In a laboratory environment, success is defined by proof. But manufacturing doesn’t care about proof. It cares whether the same result appears again tomorrow, under conditions that are never quite ideal. Those environments reward very different behaviors; confusing them is costly.
Consistency and Commercialization
When Kupros licensed the technology, several fundamentals were already established. Conductivity targets could be met and functional electronic elements could be printed. What wasn’t yet known was whether those results could be delivered consistently, batch after batch, with defined inputs and predictable outcomes. That gap was not a failure—it marked the boundary between invention and commercialization.
Copper made that boundary clear almost immediately. It offers electrical performance that polymer-based conductive materials cannot reach, but it is unforgiving during processing. Once production begins, oxidation control, thermal behavior and material handling move from secondary considerations to primary drivers of outcome. Addressing those challenges wasn’t about adding theory but, rather, eliminating variability.

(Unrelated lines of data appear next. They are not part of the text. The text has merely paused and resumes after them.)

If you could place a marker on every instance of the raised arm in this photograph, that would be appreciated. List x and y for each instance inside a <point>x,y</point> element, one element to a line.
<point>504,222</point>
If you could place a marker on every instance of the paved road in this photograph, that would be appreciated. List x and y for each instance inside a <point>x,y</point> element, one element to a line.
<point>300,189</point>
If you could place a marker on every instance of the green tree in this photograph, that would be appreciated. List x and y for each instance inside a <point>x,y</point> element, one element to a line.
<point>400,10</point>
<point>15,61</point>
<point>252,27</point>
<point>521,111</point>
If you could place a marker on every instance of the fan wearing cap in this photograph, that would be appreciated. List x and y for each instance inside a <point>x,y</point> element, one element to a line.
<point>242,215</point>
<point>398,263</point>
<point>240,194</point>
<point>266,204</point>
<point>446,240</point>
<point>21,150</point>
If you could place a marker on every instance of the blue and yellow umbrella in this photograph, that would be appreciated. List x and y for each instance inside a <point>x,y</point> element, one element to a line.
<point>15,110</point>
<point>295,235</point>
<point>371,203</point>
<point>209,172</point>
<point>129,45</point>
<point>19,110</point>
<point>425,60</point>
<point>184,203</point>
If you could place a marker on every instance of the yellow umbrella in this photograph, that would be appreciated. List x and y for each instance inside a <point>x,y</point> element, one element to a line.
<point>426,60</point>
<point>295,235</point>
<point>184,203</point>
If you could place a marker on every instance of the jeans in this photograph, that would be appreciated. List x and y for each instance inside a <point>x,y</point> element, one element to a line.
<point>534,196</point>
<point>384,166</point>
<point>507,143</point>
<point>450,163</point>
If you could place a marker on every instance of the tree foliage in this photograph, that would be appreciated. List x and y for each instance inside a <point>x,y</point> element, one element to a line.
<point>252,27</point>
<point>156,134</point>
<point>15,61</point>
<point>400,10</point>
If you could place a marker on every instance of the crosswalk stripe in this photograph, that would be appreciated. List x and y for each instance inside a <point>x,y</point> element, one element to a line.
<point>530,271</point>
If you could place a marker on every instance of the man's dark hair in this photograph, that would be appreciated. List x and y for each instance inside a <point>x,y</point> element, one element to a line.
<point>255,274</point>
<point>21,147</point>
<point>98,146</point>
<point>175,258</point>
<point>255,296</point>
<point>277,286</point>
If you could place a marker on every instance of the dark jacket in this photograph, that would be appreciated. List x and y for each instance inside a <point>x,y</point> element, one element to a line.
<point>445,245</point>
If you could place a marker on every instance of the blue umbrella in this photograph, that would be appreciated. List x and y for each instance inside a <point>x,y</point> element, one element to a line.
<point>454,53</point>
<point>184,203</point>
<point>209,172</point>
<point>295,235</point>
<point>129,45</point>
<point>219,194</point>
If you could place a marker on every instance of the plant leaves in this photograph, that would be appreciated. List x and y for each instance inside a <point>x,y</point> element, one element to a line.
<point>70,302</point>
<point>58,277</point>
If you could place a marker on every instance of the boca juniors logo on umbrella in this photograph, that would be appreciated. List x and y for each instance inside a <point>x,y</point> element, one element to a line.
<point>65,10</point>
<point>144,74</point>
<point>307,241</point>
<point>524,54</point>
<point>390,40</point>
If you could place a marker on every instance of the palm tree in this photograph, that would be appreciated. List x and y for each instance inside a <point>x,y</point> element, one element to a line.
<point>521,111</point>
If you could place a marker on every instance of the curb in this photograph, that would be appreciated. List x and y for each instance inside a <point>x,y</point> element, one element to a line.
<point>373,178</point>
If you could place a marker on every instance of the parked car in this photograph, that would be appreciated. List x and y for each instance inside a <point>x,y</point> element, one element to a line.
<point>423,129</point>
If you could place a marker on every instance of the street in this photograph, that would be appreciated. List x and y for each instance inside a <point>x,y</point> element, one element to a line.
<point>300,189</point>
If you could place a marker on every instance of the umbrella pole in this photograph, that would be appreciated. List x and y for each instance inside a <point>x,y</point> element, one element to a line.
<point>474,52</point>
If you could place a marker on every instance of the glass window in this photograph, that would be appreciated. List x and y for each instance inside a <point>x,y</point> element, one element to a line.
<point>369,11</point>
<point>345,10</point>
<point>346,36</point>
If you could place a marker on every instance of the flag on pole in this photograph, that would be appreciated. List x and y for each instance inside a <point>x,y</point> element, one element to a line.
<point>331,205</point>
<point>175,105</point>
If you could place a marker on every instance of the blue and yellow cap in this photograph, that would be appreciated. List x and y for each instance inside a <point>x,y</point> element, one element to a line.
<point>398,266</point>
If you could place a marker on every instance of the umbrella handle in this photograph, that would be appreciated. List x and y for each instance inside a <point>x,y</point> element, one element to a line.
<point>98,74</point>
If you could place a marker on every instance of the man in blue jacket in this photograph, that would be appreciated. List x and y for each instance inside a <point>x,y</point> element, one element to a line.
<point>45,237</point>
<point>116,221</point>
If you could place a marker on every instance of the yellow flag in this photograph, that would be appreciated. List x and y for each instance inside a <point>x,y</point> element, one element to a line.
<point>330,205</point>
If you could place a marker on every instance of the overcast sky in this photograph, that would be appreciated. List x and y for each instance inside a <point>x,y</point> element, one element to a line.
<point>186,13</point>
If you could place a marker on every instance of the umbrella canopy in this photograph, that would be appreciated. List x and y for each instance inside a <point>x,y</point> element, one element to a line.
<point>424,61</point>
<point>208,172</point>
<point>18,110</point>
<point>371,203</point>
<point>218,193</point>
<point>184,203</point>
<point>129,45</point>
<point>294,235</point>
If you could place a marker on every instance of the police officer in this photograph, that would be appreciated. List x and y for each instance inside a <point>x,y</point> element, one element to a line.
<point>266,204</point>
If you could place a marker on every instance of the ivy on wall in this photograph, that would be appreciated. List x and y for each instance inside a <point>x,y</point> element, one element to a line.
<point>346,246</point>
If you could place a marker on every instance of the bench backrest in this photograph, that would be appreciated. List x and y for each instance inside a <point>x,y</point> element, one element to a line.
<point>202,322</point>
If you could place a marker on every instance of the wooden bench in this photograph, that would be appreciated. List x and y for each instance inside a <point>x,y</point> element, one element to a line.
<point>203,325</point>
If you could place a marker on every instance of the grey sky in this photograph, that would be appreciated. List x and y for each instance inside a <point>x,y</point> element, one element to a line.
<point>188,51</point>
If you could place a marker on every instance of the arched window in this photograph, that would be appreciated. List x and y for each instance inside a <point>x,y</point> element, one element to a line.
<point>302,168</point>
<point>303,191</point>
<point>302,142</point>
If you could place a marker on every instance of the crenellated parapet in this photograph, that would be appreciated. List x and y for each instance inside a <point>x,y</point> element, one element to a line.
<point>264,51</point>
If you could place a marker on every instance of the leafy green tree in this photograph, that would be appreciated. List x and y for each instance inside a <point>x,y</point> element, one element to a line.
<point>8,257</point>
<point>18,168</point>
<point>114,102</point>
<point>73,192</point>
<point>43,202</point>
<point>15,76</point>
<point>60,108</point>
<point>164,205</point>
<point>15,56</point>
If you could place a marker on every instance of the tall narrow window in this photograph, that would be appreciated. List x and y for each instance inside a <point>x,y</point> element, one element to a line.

Commercialization demanded a different kind of discipline. Steps that were acceptable in a research setting had to be simplified or eliminated. Environmental conditions had to be controlled and inputs had to be consistent. Processing windows had to be defined and followed. The work shifted from asking what was possible to deciding what was allowable. That shift can feel constraining, but it’s what turns an invention into something usable
Validating Results
Validation followed the same logic. We deliberately tested the material on widely available, fused-deposition-modeling systems rather than limiting evaluation to specialized, high-cost equipment. That decision was not driven by marketing—it was a manufacturing choice. If a technology performs only under narrow, capital-intensive conditions, it will struggle to scale, regardless of how impressive it appears on paper.
Testing on common platforms exposed realities that more controlled systems would have hidden. It forced both the material and the process to tolerate variation, not just ideal settings. That work mattered more than incremental performance gains because it built confidence that the technology could function outside a lab or demonstration environment.
This approach also addressed a broader industry reality. Additive manufacturing electronics have been promised for decades, often tied to expensive systems and narrow use cases. Engineers are understandably skeptical. Commercial credibility comes from placing a material into the same printers, environments and workflows that engineers manage every day and allowing it to prove itself there.
Today, adoption is strongest in sectors accustomed to balancing performance, risk and qualification, including defense, aerospace, space systems and research organizations. These environments recognize that new manufacturing approaches require iteration, documentation and time before becoming routine. Traditional electronics manufacturers tend to move more cautiously; not because the technology lacks merit, but because existing process stacks are highly optimized and difficult to disrupt without a clear manufacturing advantage.
This is the part of the story that is often glossed over. Most deep technologies don’t fail because they don’t work; they fail because manufacturing discipline is treated as a problem to solve later. By the time that gap becomes visible, momentum is often gone.
Commercializing deep technology is possible, but only when manufacturing readiness is treated as a governing constraint from the start. Professional communities such as SME matter because they reinforce that reality. They create space for innovation to be evaluated not just on what is technically achievable, but on whether it can be produced, supported and sustained over time.
That’s the difference between an experiment and infrastructure.